Clubhouse supprime les données personnelles des utilisateurs afghans pour les protéger

Clubhouse Supprime Les Données Personnelles Des Utilisateurs Afghans Pour Les

Avec le panorama qui se passe en Afghanistan, les plateformes sociales sont l’une des cibles scrutées par les talibans. La raison en est qu’ils contiennent beaucoup d’informations précieuses sur la population.
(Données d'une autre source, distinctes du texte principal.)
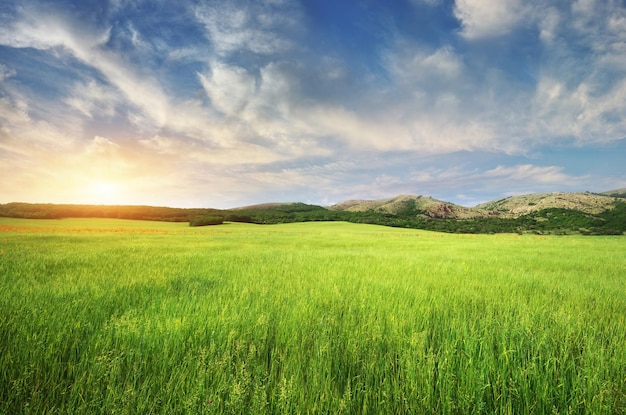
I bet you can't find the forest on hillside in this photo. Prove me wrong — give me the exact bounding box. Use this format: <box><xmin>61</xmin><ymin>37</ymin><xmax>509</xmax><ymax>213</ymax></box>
<box><xmin>0</xmin><ymin>201</ymin><xmax>626</xmax><ymax>235</ymax></box>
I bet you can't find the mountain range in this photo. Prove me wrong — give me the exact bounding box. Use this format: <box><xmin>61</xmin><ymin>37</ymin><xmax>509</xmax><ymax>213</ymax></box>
<box><xmin>0</xmin><ymin>189</ymin><xmax>626</xmax><ymax>235</ymax></box>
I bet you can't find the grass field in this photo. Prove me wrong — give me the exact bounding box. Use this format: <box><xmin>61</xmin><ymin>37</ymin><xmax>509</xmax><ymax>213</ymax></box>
<box><xmin>0</xmin><ymin>218</ymin><xmax>626</xmax><ymax>414</ymax></box>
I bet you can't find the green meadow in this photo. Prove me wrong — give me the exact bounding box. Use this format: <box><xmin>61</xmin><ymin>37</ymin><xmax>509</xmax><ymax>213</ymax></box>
<box><xmin>0</xmin><ymin>218</ymin><xmax>626</xmax><ymax>414</ymax></box>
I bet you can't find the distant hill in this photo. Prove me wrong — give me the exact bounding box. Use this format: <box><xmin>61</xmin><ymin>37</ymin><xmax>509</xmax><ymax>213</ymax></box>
<box><xmin>600</xmin><ymin>189</ymin><xmax>626</xmax><ymax>199</ymax></box>
<box><xmin>328</xmin><ymin>195</ymin><xmax>487</xmax><ymax>219</ymax></box>
<box><xmin>0</xmin><ymin>189</ymin><xmax>626</xmax><ymax>235</ymax></box>
<box><xmin>476</xmin><ymin>192</ymin><xmax>615</xmax><ymax>218</ymax></box>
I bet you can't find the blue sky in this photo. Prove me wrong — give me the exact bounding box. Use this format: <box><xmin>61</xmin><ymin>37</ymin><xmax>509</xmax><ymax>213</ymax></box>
<box><xmin>0</xmin><ymin>0</ymin><xmax>626</xmax><ymax>208</ymax></box>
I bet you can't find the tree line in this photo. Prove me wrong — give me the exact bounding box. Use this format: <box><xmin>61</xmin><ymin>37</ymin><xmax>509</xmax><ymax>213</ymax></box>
<box><xmin>0</xmin><ymin>201</ymin><xmax>626</xmax><ymax>235</ymax></box>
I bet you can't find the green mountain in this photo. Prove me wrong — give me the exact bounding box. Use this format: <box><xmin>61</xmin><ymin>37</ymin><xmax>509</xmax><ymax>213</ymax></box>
<box><xmin>0</xmin><ymin>190</ymin><xmax>626</xmax><ymax>235</ymax></box>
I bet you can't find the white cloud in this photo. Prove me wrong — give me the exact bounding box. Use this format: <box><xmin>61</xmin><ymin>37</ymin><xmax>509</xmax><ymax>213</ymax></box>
<box><xmin>195</xmin><ymin>2</ymin><xmax>294</xmax><ymax>56</ymax></box>
<box><xmin>198</xmin><ymin>62</ymin><xmax>255</xmax><ymax>115</ymax></box>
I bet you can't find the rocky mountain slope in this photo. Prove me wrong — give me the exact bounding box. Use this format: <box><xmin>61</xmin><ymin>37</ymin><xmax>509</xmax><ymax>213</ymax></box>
<box><xmin>327</xmin><ymin>190</ymin><xmax>626</xmax><ymax>219</ymax></box>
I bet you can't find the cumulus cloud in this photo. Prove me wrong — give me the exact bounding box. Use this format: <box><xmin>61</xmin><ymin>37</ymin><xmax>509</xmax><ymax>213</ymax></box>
<box><xmin>454</xmin><ymin>0</ymin><xmax>526</xmax><ymax>39</ymax></box>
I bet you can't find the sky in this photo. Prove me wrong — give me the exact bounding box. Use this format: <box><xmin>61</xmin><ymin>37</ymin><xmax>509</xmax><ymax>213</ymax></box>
<box><xmin>0</xmin><ymin>0</ymin><xmax>626</xmax><ymax>208</ymax></box>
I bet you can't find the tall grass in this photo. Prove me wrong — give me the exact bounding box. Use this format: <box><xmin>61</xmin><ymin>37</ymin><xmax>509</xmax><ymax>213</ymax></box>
<box><xmin>0</xmin><ymin>219</ymin><xmax>626</xmax><ymax>414</ymax></box>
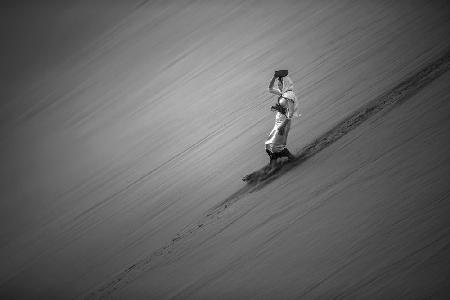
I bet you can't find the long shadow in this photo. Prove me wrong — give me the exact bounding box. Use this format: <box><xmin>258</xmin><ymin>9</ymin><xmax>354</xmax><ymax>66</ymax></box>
<box><xmin>213</xmin><ymin>51</ymin><xmax>450</xmax><ymax>216</ymax></box>
<box><xmin>82</xmin><ymin>51</ymin><xmax>450</xmax><ymax>299</ymax></box>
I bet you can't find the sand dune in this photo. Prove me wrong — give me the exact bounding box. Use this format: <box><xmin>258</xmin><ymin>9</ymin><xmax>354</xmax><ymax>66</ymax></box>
<box><xmin>0</xmin><ymin>1</ymin><xmax>450</xmax><ymax>299</ymax></box>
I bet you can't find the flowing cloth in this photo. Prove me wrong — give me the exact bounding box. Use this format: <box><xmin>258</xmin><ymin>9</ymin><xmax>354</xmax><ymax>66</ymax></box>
<box><xmin>265</xmin><ymin>76</ymin><xmax>300</xmax><ymax>153</ymax></box>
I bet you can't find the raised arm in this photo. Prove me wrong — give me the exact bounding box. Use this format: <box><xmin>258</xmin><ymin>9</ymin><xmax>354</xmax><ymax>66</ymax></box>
<box><xmin>269</xmin><ymin>76</ymin><xmax>281</xmax><ymax>96</ymax></box>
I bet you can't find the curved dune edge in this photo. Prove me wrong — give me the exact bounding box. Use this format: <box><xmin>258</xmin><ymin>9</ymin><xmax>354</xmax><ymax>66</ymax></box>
<box><xmin>80</xmin><ymin>50</ymin><xmax>450</xmax><ymax>299</ymax></box>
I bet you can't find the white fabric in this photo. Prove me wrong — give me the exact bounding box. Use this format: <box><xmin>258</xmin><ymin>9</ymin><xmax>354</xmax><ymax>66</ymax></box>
<box><xmin>280</xmin><ymin>76</ymin><xmax>301</xmax><ymax>118</ymax></box>
<box><xmin>265</xmin><ymin>112</ymin><xmax>291</xmax><ymax>152</ymax></box>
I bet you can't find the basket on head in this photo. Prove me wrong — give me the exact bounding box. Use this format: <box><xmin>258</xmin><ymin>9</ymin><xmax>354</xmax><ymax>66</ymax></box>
<box><xmin>274</xmin><ymin>70</ymin><xmax>288</xmax><ymax>77</ymax></box>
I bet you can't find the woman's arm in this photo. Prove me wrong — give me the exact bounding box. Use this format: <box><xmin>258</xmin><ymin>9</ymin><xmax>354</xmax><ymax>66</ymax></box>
<box><xmin>269</xmin><ymin>76</ymin><xmax>281</xmax><ymax>96</ymax></box>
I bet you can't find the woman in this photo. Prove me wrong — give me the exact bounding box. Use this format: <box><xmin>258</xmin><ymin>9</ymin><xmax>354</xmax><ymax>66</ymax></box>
<box><xmin>265</xmin><ymin>70</ymin><xmax>299</xmax><ymax>165</ymax></box>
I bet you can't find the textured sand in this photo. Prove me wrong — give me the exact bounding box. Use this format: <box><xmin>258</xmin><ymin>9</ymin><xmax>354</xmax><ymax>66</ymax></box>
<box><xmin>0</xmin><ymin>1</ymin><xmax>450</xmax><ymax>299</ymax></box>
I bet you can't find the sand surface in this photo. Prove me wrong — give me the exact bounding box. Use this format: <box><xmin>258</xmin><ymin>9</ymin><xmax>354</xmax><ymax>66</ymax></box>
<box><xmin>0</xmin><ymin>1</ymin><xmax>450</xmax><ymax>299</ymax></box>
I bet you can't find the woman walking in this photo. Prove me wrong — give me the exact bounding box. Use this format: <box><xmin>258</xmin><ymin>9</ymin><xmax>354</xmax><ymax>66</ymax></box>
<box><xmin>265</xmin><ymin>70</ymin><xmax>299</xmax><ymax>166</ymax></box>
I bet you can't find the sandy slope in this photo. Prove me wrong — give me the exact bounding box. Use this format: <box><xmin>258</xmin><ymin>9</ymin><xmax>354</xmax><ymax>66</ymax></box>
<box><xmin>0</xmin><ymin>1</ymin><xmax>450</xmax><ymax>299</ymax></box>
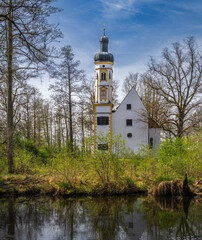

Cependant, ces services se concentrent sur la fabrication d’un bras de fer avec des groupes terroristes à travers diverses mesures pour protéger le peuple afghan. En ce sens, après Facebook, c’est désormais Clubhouse qui a décidé de supprimer les informations personnelles de la population du pays asiatique afin d’assurer leur sécurité.

Facebook a récemment lancé un outil en un clic pour aider les Afghans à bloquer leurs comptes via leurs paramètres de confidentialité. L’objectif est de limiter ce que les étrangers peuvent voir et ainsi garantir votre sécurité.

Mais le réseau social de Mark Zuckerberg n’est pas le seul à avoir pris l’initiative d’adopter des stratégies pour faire face à la situation actuelle en Afghanistan après la prise de pouvoir des talibans.

Clubhouse supprime les informations des Afghans par mesure de sécurité

La récente application sociale Clubhouse a également rejoint d’autres du genre pour assurer la sécurité et la confidentialité numérique de la population résidant en Afghanistan. En ce sens, le réseau social a redéfini des dizaines de milliers de biographies et de photographies d’utilisateurs afghans afin de rendre difficile la découverte de leurs comptes via la fonction de recherche.

Selon un porte-parole du Clubhouse, ces actions n’affectent pas les abonnés des utilisateurs et, à tout moment, les modifications peuvent être annulées par l’utilisateur. Certaines personnes ont déjà partagé l’annonce de la plateforme sur leurs réseaux sociaux.

En plus de ces mesures, l’application Clubhouse rappelle aux utilisateurs afghans qu’ils peuvent utiliser des pseudonymes pour protéger les droits humains et leur sécurité. La plate-forme indique que ces mesures ont été élaborées avec l’aide d’experts sur la liberté d’expression et l’extrémisme violent.